THE sky is banded in bold strata of many hues. Beneath a blood-orange sunrise, the otherworldly madness of a curlew cry is all I have for company as my little boat slips silently into the mirrored estuary. The tide —visible via the urgent riffles that swell and spin past—is reaching its spring zenith, a barely credible 13ft, all told. I’m sliding gently across the saltwater, up only one inlet of the myriad forgotten creeks surrounding Norfolk’s fabled and crustacean-laden, saltmarsh-ringed coastline.
A boat without an engine, sailing on the timeless power of wind and tide, is an ancient thrill and a silent one.
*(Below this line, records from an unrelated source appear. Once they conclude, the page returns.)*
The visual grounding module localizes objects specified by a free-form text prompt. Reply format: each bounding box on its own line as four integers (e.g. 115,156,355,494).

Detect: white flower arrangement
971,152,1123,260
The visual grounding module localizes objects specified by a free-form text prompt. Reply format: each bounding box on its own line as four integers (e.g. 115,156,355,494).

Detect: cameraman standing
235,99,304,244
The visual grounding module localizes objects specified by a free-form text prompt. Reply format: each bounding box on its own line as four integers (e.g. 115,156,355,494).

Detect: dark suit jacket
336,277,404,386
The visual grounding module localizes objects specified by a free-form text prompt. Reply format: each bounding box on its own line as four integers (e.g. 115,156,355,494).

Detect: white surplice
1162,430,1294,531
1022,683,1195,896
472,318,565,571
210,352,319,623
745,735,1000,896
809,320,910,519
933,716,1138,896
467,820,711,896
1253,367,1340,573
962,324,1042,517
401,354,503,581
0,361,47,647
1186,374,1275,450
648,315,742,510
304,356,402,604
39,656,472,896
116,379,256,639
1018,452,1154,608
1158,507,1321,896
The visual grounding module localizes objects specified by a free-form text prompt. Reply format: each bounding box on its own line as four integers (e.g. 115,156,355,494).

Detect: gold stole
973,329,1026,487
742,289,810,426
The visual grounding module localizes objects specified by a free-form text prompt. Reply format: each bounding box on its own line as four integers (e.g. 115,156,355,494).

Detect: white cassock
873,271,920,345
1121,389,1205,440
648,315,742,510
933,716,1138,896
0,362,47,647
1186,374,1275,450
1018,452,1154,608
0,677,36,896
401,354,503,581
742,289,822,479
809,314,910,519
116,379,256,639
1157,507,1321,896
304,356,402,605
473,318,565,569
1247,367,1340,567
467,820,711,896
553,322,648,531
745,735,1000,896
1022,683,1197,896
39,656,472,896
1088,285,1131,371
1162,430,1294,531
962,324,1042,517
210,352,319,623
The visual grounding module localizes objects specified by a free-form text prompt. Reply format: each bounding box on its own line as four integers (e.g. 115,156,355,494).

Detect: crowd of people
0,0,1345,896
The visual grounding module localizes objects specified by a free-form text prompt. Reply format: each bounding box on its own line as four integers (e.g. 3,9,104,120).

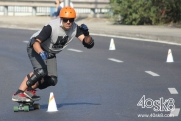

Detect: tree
110,0,181,25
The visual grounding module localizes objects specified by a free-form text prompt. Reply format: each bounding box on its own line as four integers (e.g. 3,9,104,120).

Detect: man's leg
12,47,46,101
38,56,58,89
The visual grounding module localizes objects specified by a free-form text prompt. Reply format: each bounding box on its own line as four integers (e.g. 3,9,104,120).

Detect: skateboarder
12,6,94,102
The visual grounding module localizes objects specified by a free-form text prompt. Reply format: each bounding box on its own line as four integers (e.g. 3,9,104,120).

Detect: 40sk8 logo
137,95,175,112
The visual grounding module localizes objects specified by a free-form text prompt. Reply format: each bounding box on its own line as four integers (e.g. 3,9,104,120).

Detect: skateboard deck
13,101,40,112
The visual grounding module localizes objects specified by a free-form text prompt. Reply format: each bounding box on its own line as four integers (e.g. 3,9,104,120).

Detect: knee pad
26,68,46,87
38,76,58,89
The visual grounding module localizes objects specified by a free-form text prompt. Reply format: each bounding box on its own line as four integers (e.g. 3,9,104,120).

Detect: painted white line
90,33,181,46
67,48,83,53
168,88,178,94
108,58,123,63
145,71,160,76
23,41,29,43
170,108,180,117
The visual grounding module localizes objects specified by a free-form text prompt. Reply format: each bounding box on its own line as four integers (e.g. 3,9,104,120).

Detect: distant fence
0,0,110,16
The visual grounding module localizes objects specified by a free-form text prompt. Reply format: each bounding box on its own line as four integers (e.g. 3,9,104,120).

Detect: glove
80,24,89,36
40,51,48,60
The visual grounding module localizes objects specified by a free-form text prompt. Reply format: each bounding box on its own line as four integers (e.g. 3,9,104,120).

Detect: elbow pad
82,37,94,49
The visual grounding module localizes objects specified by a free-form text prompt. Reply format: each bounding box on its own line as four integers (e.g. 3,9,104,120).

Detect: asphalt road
0,28,181,121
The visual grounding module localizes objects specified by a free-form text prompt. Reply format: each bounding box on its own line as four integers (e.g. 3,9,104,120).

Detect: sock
15,89,24,95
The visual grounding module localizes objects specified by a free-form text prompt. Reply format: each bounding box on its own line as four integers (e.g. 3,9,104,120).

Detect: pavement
0,16,181,45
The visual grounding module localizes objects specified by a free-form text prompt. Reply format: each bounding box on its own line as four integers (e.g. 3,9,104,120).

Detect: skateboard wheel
14,106,19,112
24,106,29,112
33,103,40,109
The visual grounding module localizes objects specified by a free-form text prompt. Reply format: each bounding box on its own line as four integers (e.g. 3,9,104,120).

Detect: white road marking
67,48,83,53
145,71,160,76
23,41,29,43
108,58,123,63
90,33,181,46
170,108,180,117
168,88,178,94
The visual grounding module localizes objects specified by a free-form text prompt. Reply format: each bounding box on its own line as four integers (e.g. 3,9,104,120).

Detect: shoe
24,90,40,101
12,93,32,102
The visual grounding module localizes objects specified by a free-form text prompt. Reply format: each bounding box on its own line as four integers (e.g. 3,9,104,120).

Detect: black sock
15,89,23,95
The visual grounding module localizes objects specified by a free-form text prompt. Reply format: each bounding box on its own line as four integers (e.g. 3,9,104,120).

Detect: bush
110,0,181,25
Today’s crew —skipper Henry Chamberlain, Royal Marine comrades Ian Finch and Charlie Hodson, science writer Zoe Dunford and surfer and designer Colin Herbert Powell—is chipper, delighted to be out here at 5.30 am on a chill and mesmeric morn after promised 40mph winds faded away with the blackness of night. I’ve left the comfort of 18th-century Barn Drift, with its insulated warmth and sneak peek of white-horse waves through the pines, for a day on the saltmarsh and mudflats with the Coastal Exploration Company (CEC).
It’s a recently founded Norfolk company with vintage values. With three unique and refurbished antique wooden fishing boats— today’s is a 1950s crabber—the company leads mystery tours, family excursions, smuggling adventures, and more in and around Wells-next-the-Sea.